Заговор против «Эврики». Брошенный портфель
Шрифт:
— Предъявите документы.
— А вы кто такой?
— Полковник Никодимов. Из Комитета госбезопасности.
— Вот мои документы. В чем дело?
— Смирнов, возьмите-ка из-под камня коробку, — приказал полковник. — Старший
— Все в порядке, Василий Степанович.
И только тут человек заметил, что третий, подходя, крутнул ручку кинокамеры.
Полковник развернул паспорт и корреспондентский билет.
— Ага, — сказал он так, будто и не ждал ничего иного. — Карлос Родригес. Корреспондент “д'Энформасьон”. Вам придется поехать с нами.
Родригес, соображая, что ему делать и говорить, шагнул к машине. За ним следили — значит, есть улики; тайник и коробка, и он сам у тайника — все заснято; и записка в коробке и паспорт для Краснова — теперь как вещественные доказательства. Оснований для ареста более чем достаточно. И он не сказал ни слова, и только когда высокий, с покатыми плечами младший лейтенант сел за руль его машины, у него от боли сжалось сердце; он устало сгорбился на сиденье и поморщился.

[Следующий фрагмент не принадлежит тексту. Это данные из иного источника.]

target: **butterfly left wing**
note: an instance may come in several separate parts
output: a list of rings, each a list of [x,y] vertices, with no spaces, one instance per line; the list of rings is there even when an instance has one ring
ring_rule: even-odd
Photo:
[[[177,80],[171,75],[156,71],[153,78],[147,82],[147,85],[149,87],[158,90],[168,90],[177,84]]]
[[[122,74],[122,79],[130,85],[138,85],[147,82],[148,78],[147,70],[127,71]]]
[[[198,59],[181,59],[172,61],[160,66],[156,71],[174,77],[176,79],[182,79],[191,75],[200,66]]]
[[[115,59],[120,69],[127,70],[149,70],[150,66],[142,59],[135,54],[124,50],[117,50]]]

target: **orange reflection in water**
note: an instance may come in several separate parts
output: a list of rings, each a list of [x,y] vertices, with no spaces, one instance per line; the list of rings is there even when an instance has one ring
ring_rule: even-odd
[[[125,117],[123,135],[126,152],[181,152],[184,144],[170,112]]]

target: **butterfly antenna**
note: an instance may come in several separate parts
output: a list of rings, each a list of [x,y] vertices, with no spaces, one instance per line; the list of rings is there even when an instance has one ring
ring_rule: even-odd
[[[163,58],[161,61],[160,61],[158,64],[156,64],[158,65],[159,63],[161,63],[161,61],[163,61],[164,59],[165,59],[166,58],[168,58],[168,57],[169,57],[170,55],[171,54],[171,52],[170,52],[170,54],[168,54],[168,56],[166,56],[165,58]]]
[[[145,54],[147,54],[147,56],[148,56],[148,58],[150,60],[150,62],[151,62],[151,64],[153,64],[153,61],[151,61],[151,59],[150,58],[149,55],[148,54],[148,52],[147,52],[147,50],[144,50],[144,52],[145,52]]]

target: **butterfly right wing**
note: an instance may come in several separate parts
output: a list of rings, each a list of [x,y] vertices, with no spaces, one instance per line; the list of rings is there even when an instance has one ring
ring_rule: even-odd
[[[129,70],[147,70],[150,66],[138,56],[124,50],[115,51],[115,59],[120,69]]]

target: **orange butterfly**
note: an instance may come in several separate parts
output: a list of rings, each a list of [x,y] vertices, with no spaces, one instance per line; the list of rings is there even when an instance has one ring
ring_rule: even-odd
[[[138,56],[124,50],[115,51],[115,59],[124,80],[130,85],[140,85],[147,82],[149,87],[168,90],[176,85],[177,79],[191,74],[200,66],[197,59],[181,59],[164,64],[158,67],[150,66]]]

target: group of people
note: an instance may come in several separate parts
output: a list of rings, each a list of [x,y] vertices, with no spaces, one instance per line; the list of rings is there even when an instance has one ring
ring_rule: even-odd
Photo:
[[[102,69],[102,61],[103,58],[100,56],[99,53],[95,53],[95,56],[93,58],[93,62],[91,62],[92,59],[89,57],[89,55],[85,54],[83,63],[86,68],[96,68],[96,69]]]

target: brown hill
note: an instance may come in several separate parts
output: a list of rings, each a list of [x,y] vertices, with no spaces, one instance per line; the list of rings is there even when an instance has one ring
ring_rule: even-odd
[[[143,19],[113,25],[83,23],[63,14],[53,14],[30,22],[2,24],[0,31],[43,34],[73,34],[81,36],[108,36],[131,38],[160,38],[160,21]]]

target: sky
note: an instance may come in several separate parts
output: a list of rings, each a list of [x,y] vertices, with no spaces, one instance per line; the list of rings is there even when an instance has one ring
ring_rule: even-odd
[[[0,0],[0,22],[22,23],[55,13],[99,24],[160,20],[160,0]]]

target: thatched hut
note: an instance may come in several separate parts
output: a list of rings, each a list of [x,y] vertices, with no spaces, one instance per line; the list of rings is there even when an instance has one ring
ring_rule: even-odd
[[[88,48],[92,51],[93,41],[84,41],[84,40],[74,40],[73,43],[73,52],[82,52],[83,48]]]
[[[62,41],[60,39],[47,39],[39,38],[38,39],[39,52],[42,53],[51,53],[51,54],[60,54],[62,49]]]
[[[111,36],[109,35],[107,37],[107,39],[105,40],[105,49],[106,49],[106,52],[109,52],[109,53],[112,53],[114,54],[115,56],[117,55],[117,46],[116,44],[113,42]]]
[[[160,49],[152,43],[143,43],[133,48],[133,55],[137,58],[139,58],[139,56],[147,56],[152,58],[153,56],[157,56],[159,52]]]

Василий Степанович почувствовал, что устал.
С ним не раз бывало такое, и чем дальше, тем случалось чаще, утомишься, не поспишь ночь-другую — и готово: прежде все как-то само собой отходило, а теперь нужен был отдых. Хочешь не хочешь — придется смириться. Годы…
Вошел Семен.
— Мы вас ждем, Василий Степанович.
— За Красновым послали?
— Сейчас
— Вот что, Семен, — Василий Степанович сел за стол, придвинул к себе бумаги. — Проводите допрос сами. Я загляну, когда очередь дойдет до Родригеса. А сейчас у меня тут дела…
Семен поглядел на него исподлобья: нездоров? Нет, ничего, как будто все в порядке. Он видел, каким бывает Василий Степанович, когда у него болело сердце. У двери Семен оглянулся:
— Мне кажется, Краснов многого не сказал. Зачем ему надо было ехать в Ростов? Что-то он бормотал насчет крекинг-заводов. У него, очевидно, было несколько заданий.
Василий Степанович копался на столе в бумагах.
— Не сказал Краснов и того, что до поездки к нам работал в разведшколе, — напомнил он.
— Так, значит, мы продолжаем.
Василий Степанович кивнул. Семен ушел. Никодимов отодвинул бумаги. Он сидел и вспоминал последние дни — и что делал Семен, и что говорил, и как он все делал, и вдруг узнал в нем себя: и сам бы сделал так, и сам бы так сказал, и так повел дело.
С балкона несло холодком, посвежело. Василий Степанович склонился над бумагами, стал читать: бумаг было много, почта накопилась большая; он читал и думал о себе и о Семене и не думал только о том, что раздастся звонок или придет телеграмма, и все опять начнется сначала. Он знал, что это так и будет. Так уж устроен мир: пока существует империализм, чекиста всегда ждут заботы.